第3話 彼にかけられたのは......?

 家に帰り、スマホを見ると新しい動画があがっていた。タイトルには8月3日と書かれていて、また例の殺人犯の動画と分かり、すぐにそれをタップした。

 「今回の犠牲者は浜田です。彼は僕に水をかけてきました」

 そう言って、やつは右手にバケツを持っていた。浜田という少年にカメラを向けられ、見てみると、首から上にかけて丸い器を付けられていて、頭上には一つの小さな穴が開いている。

 「今回はこのバケツに入ったスライムを彼にかけたいと思います」

 浜田の顔がどんどん青ざめていく、すると

 「や...やめて...。なんでもするから」「“なんでも”?」

 やつの顔は覆面で隠されていて表情は見えない。でも....これから何を言うのかはだいたい想像がついていた。

 「なら......“死んで”」「....え?」

 そう言い残してやつは小さな穴に水受けのようなものを刺すとバケツを少しずつ傾ける。浜田が首をぶんぶんと揺らしても少しずつスライムは入って来る。

 「あ....い゛や゛だ.....じにだぐない....おがあさん、おどうざん」

 浜田の口にまで来て、彼はどんどんバケツを傾けていく

 「ん゛ん゛....ん゛....んんんんん」

 いよいよ彼の鼻先までスライムが来ている。するとやつはバケツを180°傾けてすべてを流し込んだ。

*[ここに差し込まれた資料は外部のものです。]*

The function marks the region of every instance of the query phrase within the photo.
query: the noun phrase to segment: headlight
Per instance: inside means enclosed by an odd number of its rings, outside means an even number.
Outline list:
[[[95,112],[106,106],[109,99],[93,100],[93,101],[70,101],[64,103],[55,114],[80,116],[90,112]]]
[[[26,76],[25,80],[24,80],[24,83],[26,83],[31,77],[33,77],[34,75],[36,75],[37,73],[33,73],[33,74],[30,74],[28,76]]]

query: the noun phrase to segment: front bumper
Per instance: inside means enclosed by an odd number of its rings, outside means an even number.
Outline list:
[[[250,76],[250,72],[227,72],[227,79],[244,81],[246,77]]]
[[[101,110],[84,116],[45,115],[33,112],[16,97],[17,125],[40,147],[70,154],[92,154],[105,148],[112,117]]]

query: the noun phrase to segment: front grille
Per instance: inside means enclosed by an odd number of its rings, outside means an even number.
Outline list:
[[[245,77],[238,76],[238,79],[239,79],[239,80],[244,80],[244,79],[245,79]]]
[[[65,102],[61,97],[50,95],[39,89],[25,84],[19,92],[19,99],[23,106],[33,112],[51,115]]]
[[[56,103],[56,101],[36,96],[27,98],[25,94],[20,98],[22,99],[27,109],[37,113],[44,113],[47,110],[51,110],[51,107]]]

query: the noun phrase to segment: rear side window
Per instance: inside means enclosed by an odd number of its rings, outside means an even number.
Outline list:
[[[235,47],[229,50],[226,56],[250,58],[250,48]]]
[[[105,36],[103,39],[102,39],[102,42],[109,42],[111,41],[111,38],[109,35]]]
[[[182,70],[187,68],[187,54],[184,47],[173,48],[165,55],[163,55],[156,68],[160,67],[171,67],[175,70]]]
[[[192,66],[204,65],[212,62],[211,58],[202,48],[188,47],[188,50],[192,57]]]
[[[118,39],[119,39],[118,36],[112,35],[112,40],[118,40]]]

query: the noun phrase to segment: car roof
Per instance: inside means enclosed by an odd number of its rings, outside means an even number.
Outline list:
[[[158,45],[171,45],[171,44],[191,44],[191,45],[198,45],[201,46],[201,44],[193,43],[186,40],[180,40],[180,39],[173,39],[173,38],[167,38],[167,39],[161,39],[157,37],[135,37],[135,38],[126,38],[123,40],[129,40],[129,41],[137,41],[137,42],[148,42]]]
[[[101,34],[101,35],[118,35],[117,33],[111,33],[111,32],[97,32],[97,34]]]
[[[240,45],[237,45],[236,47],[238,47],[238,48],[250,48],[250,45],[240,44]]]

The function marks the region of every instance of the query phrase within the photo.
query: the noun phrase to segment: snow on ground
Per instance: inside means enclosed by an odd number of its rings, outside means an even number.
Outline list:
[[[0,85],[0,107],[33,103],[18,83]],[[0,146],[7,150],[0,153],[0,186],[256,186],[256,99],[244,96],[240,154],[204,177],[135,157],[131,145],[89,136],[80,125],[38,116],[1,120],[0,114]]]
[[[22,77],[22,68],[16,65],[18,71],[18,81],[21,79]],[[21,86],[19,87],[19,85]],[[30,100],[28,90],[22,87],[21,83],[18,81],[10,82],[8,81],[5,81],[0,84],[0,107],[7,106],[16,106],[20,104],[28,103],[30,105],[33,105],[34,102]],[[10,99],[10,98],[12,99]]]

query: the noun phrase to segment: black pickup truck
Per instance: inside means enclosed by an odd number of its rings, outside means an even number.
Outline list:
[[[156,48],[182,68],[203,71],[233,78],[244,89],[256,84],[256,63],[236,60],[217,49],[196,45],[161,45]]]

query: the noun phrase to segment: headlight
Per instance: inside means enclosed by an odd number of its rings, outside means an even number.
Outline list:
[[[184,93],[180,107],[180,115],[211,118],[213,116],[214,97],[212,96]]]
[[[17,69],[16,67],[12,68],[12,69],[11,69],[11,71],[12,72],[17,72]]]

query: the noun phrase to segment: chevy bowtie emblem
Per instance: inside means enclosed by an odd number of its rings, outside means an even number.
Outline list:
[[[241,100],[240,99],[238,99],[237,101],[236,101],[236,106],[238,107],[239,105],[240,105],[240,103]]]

 呼吸はもうできないくらいにまでスライムは来ている。息を吸えば気管にスライムが入り、呼吸困難に陥る。彼は苦しそうに悶えている。だが手足は縛られ、椅子を傾けようものなら奴がナイフで首の大動脈を切るそぶりを見せていて、彼はついに諦めて、静かに息を引き取った。

                 ※

 なんで虐められることになったのか俺は最初、知るはずが無かった。....でもある日、一人の友達に誘われて公園に行った時だった。奴らが待ち伏せしていたんだ。

 友達は.....“共犯者”だった。

 その後、俺は友達と奴らに殴られ蹴られ唾を吐かれて、ボロボロの姿で家に帰ることになった。親に話すことなんてできない。だって話したら“殺される”のだから........。

 そして今に至る。俺はこの夏休みまでに復讐を完遂させないといけない。なぜなら—――――――。

 目覚めはじりじりと鳴る目覚まし時計の音だった。今日は8月21日。あと3人で俺の復讐は終わる。警察は気づくはずが無かった。なぜなら初めての動画を投稿したのが昨日....そして俺が殺した人数は20人。時間をずらして投稿したのだから、まだ大丈夫。今日の日記。“親友を殺す”

                 ※

 「これで今日の動画は終わりです。ご視聴ありがとうございました」

 すべて見終わるとそこには悲しみ、怒りなのか分からないドロッとした何かが込み上げていた。

......明日この動画とあの写真と共に出勤しよう。これ以上、"罪の無い人"を死なせないために。